Artık AKP kendisinin iradesi dışında adım atılamayacak, muhalif hiçbir sesin duyulamayacağı bir ülkenin peşindedir. Faşizme karşıysanız karşınızda polis devletini bulursunuz. Sizi koruyacak, yanınızda duracak bir hukuk da aramamanız gerekir çünkü artık o da yoktur. Artık açıkça organik bağlarla kenetlenmiş tarikat, polis, basın, iktidar faşist cephesi vardır. Tabi bu iktidarın sahipleri de ona göre düşünecektir ve davranacaktır!
“Bizdensen korkmana gerek yok, muhalifsen de konuşma”
Burada bir faşist nasıl düşünür, bir polis devleti nasıl çalışır, vatandaşı nasıl değerlendirir görelim.
Polis devletinin gözünde herkes potansiyel suçludur. Her an herkes kendisine karşı faaliyete geçecek potansiyeli taşımaktadır. Bu nedenle de herkesin izlenmesi, dinlenmesi, fişlenmesi gereklidir.
Polis devleti gerçek kanıtlara ihtiyaç duymaz, zaten dinlemeyi de bunun için yapmaz. Bir insan muhalifse zaten o gün suç işlemediyse yarın işleyecektir. Dinlemek de zaten bu potansiyel kişileri tespit etmek için yapılmaktadır. Kanıt yoksa da yaratılır.
İşte polis devleti bu yüzden hukuku tamamen dışlar. Bu paranoya düzeninin sebebi aslında kendi korkularıdır. Bir faşisti en çok korkutacak şey devrilmektir. Rahatsız olanlara da verecek cevabı vardır: “Bizdensen korkmana gerek yok, bize karşıysan da hiç konuşma.”

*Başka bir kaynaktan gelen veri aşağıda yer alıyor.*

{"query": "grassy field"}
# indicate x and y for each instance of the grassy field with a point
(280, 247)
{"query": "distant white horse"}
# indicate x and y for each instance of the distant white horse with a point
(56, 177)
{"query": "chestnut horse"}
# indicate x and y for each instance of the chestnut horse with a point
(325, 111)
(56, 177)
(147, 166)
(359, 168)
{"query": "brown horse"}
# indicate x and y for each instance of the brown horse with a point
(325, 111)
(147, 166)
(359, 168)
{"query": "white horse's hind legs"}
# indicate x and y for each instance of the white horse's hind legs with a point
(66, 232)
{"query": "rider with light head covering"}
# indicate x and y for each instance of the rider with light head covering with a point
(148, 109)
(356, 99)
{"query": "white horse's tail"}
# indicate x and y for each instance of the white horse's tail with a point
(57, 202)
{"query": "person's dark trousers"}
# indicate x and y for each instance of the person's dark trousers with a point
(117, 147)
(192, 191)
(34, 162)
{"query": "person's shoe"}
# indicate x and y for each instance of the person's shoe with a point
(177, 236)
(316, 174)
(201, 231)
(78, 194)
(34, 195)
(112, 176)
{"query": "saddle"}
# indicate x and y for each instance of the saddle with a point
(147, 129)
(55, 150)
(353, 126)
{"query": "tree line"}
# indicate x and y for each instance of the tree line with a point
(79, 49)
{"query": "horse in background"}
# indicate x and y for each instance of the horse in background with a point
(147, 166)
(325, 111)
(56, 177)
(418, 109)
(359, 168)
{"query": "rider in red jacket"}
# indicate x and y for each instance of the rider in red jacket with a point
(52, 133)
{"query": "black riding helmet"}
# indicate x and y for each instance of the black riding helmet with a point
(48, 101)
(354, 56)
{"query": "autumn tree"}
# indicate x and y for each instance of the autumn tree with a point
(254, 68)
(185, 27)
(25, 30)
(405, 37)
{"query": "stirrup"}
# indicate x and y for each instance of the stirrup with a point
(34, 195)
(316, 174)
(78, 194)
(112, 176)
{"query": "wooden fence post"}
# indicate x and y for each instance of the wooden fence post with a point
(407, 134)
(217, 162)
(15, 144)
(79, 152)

Ulaştırma Bakanı Binali Yıldırım’ın dinleme iddiaları üzerine yaptığı açıklama bu mantığın en net ifadesi olmuştur sanırız. Yıldırım; “Eğer yasadışı bir faaliyetiniz yoksa endişe duymanıza, hayatı eziyet haline getirmenize gerek yok. Rahat olmamız lazım, aksi halde bu bir paranoyaya dönüşür ve bunun da asla çözümü yoktur… Arkadaşlar bunu önleme imkanı maalesef yok. Dünyanın hiçbir yerinde yok. Bunun tek yolu da konuşmamak” demektedir. Ancak yasadışı faaliyetin kapsamını belirleyecek olanların yine kendileri olacağını saklamaktadır. Yani, AKP kendisini biraz daha güçlü hissettiği anda iktidarı eleştirmenin yasadışı olduğunu da ilan edebilecek kadar faşisttir aslına bakılırsa.
Peki, polis devletine, Kürt-İslam faşizmine karşı kim ayakta kalabilecek? Tabii ki kendisini susmak durumunda hissetmeyecek kadar cesarete ve devrimciliğe sahip olanlar.